On Healthy Societies

Nov, 2016

The nations that lead the world in health outcomes are not the ones that spend the most money. The U.S. now spends over 18% of its GDP on healthcare, but countries like Japan, Sweden and Switzerland spend about half as much and get better results. The cost of healthcare weighs heavily on the middleclass (i.e. those that do not qualify for Medicaid) and on business. For small business the ever increasing expense of providing health insurance for employees can be crushing. Even large corporations find it burdensome as they compete with foreign business where the state picks up almost all health care costs. Our healthcare system is bankrupt and only the ability of the federal government to borrow and print money masks that reality. We must find a way to spend healthcare dollars as if they are finite and precious – because they are.

A century ago the average life span was about 50 years, and now it is about 80 years. Public sanitation (clean water), vaccines, and antibiotics were and are the key drivers in this success. Rich and poor lost about half their children to disease before World War I. Benjamin Strong, the first chief of the Federal Reserve, lost a child to scarlet fever (a strep infection), and he himself died of tuberculosis. By 1946 there were no more sanitoriums to care for TB patients as all had been cured with antibiotics. Franklin Delano Roosevelt could not walk because of a polio infection; polio was eliminated in the industrialized world by vaccination. Small pox killed an estimated 75% of the Indian population of the New World after Columbus brought the disease from Europe. Small pox now exists only in chemical warfare labs because of vaccination. Cholera epidemics were the scourge of city life in the 19th century, but are now unknown due to sewer and water systems (rediscovered from the ancient Romans). By comparison other highly touted advances in medicine and medical equipment and surgical techniques have had a minimal impact, and some have turned out to be disasters.

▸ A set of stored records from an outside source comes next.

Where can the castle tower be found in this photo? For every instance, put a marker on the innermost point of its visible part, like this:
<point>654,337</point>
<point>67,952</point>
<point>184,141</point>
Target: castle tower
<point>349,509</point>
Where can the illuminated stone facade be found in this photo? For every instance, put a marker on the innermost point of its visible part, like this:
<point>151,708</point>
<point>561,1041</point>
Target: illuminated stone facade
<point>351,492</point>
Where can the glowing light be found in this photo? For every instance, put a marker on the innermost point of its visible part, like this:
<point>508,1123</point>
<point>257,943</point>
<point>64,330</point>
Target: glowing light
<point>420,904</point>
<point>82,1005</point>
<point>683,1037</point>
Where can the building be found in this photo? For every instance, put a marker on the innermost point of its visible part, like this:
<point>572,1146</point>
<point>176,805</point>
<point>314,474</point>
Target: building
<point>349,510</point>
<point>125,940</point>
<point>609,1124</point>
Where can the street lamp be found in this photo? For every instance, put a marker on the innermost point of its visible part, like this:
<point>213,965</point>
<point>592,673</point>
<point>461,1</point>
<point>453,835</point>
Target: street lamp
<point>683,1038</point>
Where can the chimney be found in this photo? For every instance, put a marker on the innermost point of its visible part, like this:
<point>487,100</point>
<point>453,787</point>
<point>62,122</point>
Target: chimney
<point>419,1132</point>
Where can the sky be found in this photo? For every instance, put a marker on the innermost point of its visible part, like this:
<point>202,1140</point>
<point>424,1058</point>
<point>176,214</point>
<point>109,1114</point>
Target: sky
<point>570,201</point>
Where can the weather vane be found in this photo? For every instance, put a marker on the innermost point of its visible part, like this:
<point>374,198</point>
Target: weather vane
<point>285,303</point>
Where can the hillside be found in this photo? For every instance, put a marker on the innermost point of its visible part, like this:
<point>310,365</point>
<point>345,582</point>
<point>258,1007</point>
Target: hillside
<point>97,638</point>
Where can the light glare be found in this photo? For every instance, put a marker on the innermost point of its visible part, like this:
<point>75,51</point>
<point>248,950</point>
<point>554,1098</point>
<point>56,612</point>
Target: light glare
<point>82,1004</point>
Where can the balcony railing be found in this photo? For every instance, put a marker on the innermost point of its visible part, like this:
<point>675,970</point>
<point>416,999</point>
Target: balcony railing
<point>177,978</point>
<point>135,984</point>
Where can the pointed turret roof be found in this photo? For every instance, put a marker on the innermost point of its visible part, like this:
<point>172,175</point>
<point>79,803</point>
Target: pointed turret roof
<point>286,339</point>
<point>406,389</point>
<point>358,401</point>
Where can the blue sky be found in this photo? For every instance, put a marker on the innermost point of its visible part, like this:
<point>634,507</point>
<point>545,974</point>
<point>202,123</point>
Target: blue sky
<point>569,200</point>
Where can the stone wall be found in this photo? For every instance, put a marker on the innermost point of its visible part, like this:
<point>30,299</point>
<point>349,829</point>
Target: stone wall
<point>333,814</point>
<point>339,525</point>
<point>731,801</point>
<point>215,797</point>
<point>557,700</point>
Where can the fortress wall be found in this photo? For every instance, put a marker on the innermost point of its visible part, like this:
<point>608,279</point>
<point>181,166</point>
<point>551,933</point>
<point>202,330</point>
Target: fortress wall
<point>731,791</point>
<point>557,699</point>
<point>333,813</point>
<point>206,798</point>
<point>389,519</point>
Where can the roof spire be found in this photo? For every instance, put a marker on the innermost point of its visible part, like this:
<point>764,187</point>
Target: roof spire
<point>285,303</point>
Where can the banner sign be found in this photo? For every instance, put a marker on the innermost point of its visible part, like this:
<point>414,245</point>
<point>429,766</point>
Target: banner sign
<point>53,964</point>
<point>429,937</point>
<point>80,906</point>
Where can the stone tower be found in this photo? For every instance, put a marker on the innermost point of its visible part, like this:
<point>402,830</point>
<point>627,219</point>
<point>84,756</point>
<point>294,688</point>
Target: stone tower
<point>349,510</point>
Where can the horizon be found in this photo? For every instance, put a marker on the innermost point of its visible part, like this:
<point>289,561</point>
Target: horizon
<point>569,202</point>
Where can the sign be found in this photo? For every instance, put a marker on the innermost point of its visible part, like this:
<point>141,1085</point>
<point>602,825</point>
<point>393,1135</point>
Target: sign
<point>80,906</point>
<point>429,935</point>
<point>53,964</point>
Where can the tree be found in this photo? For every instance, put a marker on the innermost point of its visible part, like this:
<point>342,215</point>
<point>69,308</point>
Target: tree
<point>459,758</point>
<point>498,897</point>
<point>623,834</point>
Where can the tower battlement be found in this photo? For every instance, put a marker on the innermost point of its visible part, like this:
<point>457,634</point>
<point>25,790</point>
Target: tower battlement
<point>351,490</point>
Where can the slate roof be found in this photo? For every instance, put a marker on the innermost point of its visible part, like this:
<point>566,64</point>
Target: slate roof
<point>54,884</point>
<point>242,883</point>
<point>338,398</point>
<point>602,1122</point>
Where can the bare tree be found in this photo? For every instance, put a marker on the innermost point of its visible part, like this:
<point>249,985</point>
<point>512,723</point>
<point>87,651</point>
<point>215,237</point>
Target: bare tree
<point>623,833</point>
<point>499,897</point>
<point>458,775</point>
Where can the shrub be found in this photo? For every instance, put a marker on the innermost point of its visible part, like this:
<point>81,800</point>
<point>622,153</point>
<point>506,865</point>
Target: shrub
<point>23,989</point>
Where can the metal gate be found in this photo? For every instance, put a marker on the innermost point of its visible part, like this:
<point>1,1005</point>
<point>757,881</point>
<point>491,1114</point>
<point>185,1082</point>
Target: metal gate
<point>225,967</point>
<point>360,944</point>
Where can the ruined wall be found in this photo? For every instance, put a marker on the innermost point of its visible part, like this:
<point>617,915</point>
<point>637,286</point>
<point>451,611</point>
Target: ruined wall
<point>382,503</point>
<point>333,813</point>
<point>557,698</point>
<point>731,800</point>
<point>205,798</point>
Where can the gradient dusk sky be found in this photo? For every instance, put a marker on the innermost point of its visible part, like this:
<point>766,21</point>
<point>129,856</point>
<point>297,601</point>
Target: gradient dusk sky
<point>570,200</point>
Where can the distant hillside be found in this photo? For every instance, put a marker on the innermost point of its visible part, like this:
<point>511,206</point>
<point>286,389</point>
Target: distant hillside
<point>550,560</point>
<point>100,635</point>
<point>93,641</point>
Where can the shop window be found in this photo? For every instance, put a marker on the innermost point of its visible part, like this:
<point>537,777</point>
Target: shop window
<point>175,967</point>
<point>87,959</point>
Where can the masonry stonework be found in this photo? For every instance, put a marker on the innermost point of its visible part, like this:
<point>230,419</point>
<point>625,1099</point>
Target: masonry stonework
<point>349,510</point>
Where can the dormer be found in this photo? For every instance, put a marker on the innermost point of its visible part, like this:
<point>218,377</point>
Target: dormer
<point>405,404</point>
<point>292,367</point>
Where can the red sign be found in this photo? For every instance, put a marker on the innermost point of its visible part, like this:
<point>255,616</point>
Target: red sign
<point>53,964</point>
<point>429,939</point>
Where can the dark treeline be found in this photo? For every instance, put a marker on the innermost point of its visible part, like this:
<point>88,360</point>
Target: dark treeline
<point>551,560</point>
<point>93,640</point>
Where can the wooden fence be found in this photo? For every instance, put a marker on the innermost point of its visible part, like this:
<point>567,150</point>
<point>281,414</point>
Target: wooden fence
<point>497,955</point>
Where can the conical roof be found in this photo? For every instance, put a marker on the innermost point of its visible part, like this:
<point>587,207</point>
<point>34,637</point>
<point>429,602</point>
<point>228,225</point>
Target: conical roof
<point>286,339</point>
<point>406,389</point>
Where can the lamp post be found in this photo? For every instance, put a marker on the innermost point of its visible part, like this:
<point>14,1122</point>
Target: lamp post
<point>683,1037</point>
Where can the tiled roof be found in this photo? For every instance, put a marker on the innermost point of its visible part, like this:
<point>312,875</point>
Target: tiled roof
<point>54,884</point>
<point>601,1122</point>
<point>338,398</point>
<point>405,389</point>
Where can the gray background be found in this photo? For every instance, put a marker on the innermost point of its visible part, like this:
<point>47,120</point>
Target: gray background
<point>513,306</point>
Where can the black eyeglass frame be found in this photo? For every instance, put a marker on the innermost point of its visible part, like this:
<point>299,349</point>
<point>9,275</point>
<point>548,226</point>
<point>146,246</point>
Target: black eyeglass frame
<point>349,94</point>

When I was in medical school postmenopausal hormone replacement therapy (HRT) was the standard of care, but after we started taking women off of estrogen in 2003 as a result of an NIH study questioning HRT safety, breast cancer rates dropped by more than 15%. So how many women did we kill with HRT? Reversals in medicine have become so commonplace that people have lost faith in medical science, and are even rejecting what works – such as the vaccination of children against the killers of the past. The Caesarian section rate in the U.S. now exceeds 30% as compared to 5% in Europe because of fetal monitoring in combination with litigation. The fetal monitor is high tech, and often wrong; if it worked we would have better maternal mortality and better infant mortality than the Europeans, but the opposite is true. The fetal monitor leads to over diagnosis and over treatment, but the OB/GYNs who do the most C-sections are the least likely to be sued – hence the national tragedy of our C-section rate. In short, our faith in high tech medicine is misplaced. Low tech medicine as practiced in so many other industrialized countries leads to better results and is far less expensive.